Sunday, September 19, 2010

Why do we meditate?

The passage below is from a truly excellent piece by Matthieu Ricard:
Our mind can be our best friend or our worst enemy. The aim of meditation is to transform the mind. As things stand now, our mind is often filled with troubles. We spend a great deal of time consumed by painful thoughts, plagued by anxiety or anger. It would be such a relief, if we could master our mind to the point where we could be free of these disturbing emotions.

We readily accept the idea of spending years learning to walk, read and write, or acquire professional skills. We spend hours doing physical exercises in order to get our bodies into shape. We do so because we believe that these efforts are going to benefit us in the long run.

Working with the mind follows the same logic. It will not change just from wishing alone. Meditation is a practice that makes it possible to cultivate and develop certain basic, positive human qualities in the same way other forms of training make it possible to acquire any other skill.
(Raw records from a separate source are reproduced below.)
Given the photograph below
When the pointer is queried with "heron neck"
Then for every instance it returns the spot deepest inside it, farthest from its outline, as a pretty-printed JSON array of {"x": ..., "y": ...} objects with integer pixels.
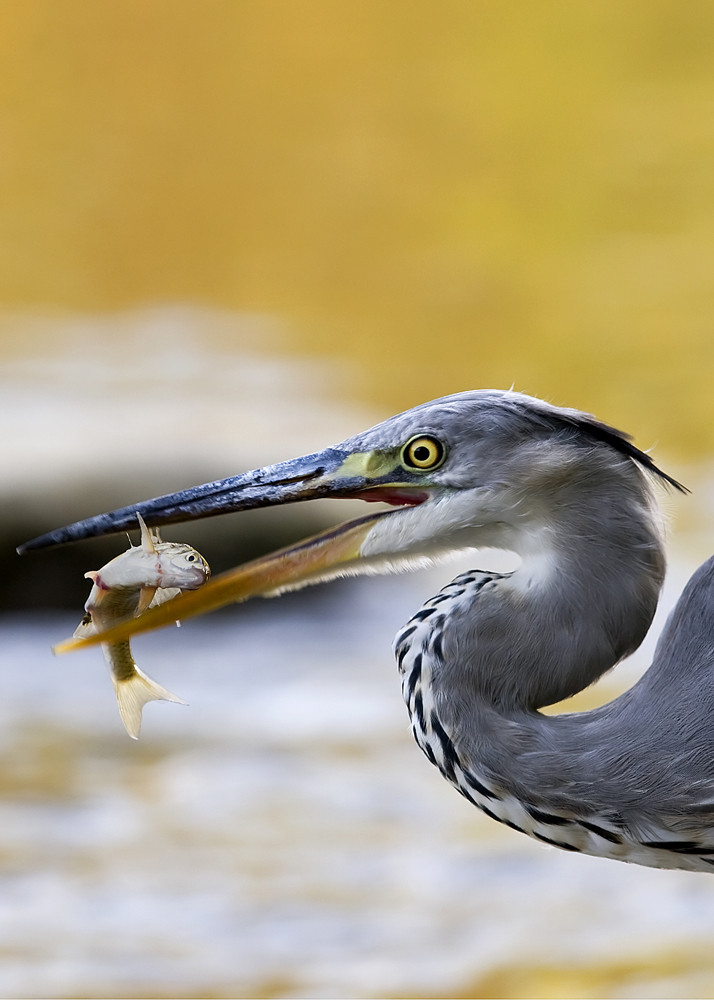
[{"x": 583, "y": 598}]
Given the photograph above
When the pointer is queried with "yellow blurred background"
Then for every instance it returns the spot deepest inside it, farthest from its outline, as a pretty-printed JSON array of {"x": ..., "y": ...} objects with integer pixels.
[{"x": 445, "y": 195}]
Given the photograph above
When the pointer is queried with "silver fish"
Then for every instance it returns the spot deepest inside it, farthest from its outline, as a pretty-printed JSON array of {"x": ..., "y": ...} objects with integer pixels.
[{"x": 144, "y": 576}]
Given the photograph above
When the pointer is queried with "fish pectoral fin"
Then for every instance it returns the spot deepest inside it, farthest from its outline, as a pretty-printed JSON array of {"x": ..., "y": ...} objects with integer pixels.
[
  {"x": 164, "y": 594},
  {"x": 146, "y": 596},
  {"x": 134, "y": 693},
  {"x": 85, "y": 628}
]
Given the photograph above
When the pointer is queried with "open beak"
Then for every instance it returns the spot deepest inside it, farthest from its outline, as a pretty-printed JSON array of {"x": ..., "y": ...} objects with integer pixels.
[{"x": 332, "y": 473}]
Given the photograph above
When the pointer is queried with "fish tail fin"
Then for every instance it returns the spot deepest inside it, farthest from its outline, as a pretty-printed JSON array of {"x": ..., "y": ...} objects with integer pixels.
[{"x": 134, "y": 693}]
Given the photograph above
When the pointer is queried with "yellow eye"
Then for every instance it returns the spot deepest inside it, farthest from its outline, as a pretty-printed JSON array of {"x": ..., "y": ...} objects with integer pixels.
[{"x": 423, "y": 452}]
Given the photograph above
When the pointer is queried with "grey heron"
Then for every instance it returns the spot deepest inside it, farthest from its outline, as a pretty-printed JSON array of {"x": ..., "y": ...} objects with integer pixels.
[{"x": 631, "y": 780}]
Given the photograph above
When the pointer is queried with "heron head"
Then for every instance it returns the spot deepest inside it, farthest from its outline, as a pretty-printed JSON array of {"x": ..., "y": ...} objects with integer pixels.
[{"x": 461, "y": 471}]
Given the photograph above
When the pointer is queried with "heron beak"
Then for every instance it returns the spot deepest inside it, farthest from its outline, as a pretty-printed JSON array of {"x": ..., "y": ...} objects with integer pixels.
[
  {"x": 332, "y": 473},
  {"x": 325, "y": 556}
]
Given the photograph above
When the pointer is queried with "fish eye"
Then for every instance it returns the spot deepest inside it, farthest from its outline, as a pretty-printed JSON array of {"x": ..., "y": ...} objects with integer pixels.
[{"x": 423, "y": 452}]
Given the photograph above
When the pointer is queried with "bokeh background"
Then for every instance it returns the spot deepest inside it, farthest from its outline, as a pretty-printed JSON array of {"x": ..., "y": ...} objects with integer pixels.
[{"x": 233, "y": 231}]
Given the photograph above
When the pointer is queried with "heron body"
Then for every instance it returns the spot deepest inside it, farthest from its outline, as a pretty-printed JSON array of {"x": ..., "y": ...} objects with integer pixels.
[{"x": 632, "y": 780}]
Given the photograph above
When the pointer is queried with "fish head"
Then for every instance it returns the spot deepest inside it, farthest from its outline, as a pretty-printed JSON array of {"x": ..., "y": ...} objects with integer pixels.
[{"x": 181, "y": 566}]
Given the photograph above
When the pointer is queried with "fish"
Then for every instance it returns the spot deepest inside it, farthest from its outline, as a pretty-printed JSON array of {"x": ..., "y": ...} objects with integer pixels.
[{"x": 140, "y": 578}]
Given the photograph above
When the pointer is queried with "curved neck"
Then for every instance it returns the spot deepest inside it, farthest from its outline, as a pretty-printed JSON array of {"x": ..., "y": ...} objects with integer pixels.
[{"x": 583, "y": 598}]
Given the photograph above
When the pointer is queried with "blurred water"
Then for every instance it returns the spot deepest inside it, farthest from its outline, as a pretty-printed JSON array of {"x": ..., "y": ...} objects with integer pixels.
[{"x": 283, "y": 836}]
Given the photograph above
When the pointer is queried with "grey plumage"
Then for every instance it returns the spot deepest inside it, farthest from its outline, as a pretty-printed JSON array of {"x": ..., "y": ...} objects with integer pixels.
[{"x": 632, "y": 780}]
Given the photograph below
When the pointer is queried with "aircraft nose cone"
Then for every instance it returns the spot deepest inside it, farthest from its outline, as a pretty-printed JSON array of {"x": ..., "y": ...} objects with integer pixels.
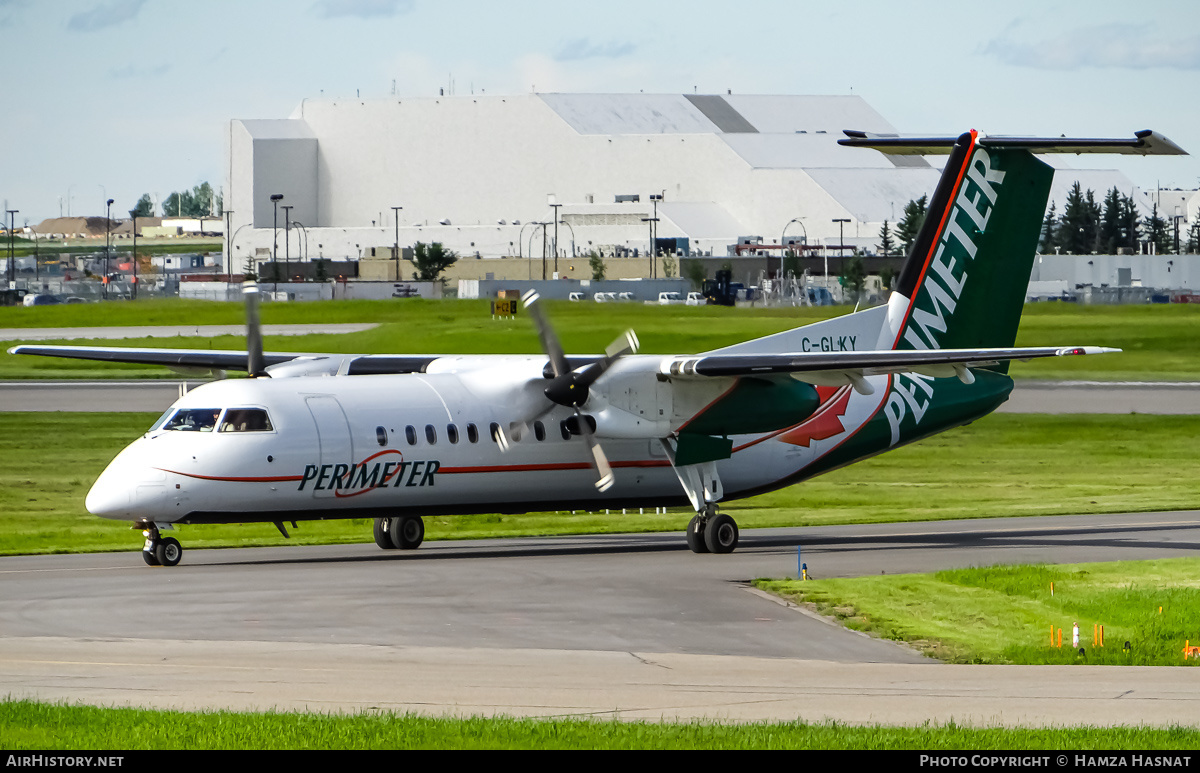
[{"x": 107, "y": 498}]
The goal of meditation is not to shut down the mind or anesthetize it, but rather to make it free, lucid and balanced.
I do really like that last sentence. Many people who come to the Center for meditation instruction are under the illusion that we should "bliss out" when we meditate and what they mean by that is essentionally to anesthetize the mind. Instead, we learn to be both deeply relaxed and powerfully alert at the same time.